Background: Clopidogrel (Plavix) is used in combination with aspirin in the prevention of atherothrombotic conditions, especially following placement of stents. Activation of clopidogrel requires several steps, mediated mainly by cytochrome P450 isoenzymes. Because one of these isoenzymes, CYP2C19, is also involved in the metabolism of proton pump inhibitors (PPIs), the use of PPIs such as omeprazole (Prilosec) could reduce the biologic effectiveness of clopidogrel. Clopidogrel and aspirin are often combined with a PPI to prevent gastrointestinal side effects. Gilard and colleagues studied the effect of omeprazole on clopidogrel therapy in patients following coronary artery stent therapy.
The Study: The authors conducted a prospective double-blind, placebo-controlled, randomized trial in patients undergoing elective coronary stent implantation. Patients with thrombocytopenia, bleeding disorders, hepatic disease, gastrointestinal ulcer, pregnancy, or previous use of PPIs or clopidogrel were excluded from the study. Following the initiation of treatment with aspirin (75 mg) and clopidogrel (300 mg loading dose followed by 75 mg per day), eligible patients were randomly assigned to receive omeprazole (20 mg per day) or an identical placebo for seven days. Blood tests for platelet reactivity index (PRI) were taken before the loading dose of clopidogrel and again after seven days of therapy. Higher PRI levels are associated with more frequent episodes of thrombosis during clopidogrel therapy. A PRI of less than 50 percent indicates a good response to clopidogrel, whereas a PRI of greater than 50 percent indicates a poor response.

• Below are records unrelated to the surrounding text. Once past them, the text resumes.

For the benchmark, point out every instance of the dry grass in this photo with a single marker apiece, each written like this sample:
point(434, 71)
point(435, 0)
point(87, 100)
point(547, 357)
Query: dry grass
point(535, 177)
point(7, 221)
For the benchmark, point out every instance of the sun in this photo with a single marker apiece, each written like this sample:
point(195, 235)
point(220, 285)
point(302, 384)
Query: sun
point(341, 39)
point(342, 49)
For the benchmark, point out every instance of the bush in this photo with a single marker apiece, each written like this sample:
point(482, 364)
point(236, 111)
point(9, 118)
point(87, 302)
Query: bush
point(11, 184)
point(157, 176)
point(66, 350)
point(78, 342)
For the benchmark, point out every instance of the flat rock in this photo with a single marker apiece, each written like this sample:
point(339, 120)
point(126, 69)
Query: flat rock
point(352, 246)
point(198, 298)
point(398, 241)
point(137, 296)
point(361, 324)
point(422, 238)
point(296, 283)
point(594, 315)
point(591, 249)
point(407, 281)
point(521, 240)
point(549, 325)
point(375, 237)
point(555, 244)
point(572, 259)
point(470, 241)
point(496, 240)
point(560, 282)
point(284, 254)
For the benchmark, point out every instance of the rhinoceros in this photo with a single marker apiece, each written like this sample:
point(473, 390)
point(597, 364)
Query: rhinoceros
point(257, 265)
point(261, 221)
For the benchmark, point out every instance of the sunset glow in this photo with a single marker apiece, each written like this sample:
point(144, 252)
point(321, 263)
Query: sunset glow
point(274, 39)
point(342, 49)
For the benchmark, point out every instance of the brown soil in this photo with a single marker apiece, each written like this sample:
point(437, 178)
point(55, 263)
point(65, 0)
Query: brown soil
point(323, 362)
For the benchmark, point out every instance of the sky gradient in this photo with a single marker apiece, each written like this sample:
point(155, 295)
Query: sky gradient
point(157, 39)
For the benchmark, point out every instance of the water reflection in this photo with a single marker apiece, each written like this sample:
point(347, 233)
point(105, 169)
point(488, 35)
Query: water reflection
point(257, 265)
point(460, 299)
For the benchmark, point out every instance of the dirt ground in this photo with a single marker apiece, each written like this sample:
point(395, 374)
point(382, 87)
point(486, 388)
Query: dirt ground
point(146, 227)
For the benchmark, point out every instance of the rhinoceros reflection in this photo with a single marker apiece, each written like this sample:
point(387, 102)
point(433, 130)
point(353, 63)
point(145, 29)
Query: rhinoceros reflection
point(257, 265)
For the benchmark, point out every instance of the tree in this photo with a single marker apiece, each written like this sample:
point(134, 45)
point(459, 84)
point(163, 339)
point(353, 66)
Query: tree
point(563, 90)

Results: The 70 patients randomly assigned to receive omeprazole were similar to those assigned to receive placebo in all significant variables. Most participants were men (78 percent). The average age was approximately 63 years, and the majority of each group consisted of smokers. About 47 percent of the placebo group and 53 percent of the omeprazole group had hypertension. The mean PRI in the omeprazole group changed from 83.9 percent on the first day to 51.4 percent on the seventh day. In the placebo group, the mean PRI changed from 83.2 to 39.8 percent. The difference in effect between the two groups was statistically significant. In the omeprazole group, 39 patients (60.9 percent) were poor responders to clopidogrel, compared with 16 patients (26.7 percent) in the placebo group. The odds of being a poor responder were four times higher for patients in the omeprazole group.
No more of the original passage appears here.